А через шесть дней нам сообщили, что Жеанна Люксембургская, моя двоюродная бабушка, умерла глубокой ночью во сне. Это случилось в Авиньоне, на берегу великой реки Роны. И только тут я наконец поняла, чей голос тогда звучал, кто пел мне в ночи среди башен замка.
Стоило английскому герцогу Бедфорду узнать, что Жанна д’Арк лишилась самой могущественной своей защитницы, как он послал судью Пьера Кошона и целый отряд вооруженных людей провести переговоры относительно ее выкупа; теперь ей грозил церковный суд по обвинению в ереси. Из рук в руки были переданы поистине огромные суммы денег: двадцать тысяч ливров тому, кто стащил Жанну с коня, и десять тысяч франков моему дяде, причем с самыми добрыми пожеланиями от английского короля. Мой дядя даже слушать не стал свою жену, умолявшую его не выдавать Жанну и оставить ее у нас. Я же была лицом и вовсе незначительным и права голоса не имела, так что была вынуждена молча смотреть, как мой дядя соглашается передать Жанну для допроса церковному суду.

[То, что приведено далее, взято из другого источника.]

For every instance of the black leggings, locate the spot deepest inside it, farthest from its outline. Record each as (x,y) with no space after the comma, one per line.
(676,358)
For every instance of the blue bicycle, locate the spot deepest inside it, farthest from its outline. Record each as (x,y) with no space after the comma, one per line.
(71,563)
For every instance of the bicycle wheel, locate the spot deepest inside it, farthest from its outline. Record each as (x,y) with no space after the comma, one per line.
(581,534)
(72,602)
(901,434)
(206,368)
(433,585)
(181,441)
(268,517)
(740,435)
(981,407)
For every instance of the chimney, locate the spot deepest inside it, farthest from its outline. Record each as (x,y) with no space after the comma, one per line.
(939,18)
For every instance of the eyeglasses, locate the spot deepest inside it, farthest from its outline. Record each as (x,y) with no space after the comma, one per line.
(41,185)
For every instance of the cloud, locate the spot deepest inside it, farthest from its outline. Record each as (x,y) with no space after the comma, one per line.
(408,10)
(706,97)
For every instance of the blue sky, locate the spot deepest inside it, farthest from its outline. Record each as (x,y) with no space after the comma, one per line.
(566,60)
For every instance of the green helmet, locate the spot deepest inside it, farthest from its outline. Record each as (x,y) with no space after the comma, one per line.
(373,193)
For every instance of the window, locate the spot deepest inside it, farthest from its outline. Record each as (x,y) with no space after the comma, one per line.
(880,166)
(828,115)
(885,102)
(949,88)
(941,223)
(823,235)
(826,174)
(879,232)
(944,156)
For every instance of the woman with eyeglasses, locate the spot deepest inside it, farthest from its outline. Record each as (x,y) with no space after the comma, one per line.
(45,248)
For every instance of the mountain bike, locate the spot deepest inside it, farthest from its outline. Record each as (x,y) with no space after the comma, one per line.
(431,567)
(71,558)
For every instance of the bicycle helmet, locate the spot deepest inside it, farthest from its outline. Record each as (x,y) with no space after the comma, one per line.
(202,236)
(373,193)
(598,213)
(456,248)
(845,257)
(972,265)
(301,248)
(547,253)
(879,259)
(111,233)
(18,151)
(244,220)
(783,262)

– Я же не к англичанам ее отправляю, – оправдывался дядя перед женой. – Как и велела мне демуазель – а я не забыл о ее словах, – я не сдаю Девственницу нашим врагам, а лишь вручаю ее в руки церкви. Это, кстати, позволит ей очистить свое имя от выдвинутых против нее обвинений в ереси. Ее будут судить служители Господа нашего, и если она невинна, они вернут ей свободу.
Тетя Жеанна взглянула на своего мужа с таким ужасом, словно перед ней была сама Смерть, а я подумала: неужели дядя действительно верит подобной чепухе? Неужели он считает нас, женщин, настолько глупыми, что пытается запудрить нам мозги заверениями, будто церковь, находящаяся в полной зависимости от англичан, церковь, которой управляют назначенные англичанами епископы, и впрямь способна судить по справедливости? Что церковники смогут заявить тем, кто ими правит и платит им, что девушка, сумевшая всю Францию поднять на борьбу с англичанами, – это самая обыкновенная деревенская девчонка, возможно, несколько излишне шумная и надоедливая, но абсолютно ни в чем не виноватая? Что ей достаточно самого простого наказания – например, три раза прочесть «Аве, Мария», – и ее можно отсылать обратно в деревню к родителям и коровам?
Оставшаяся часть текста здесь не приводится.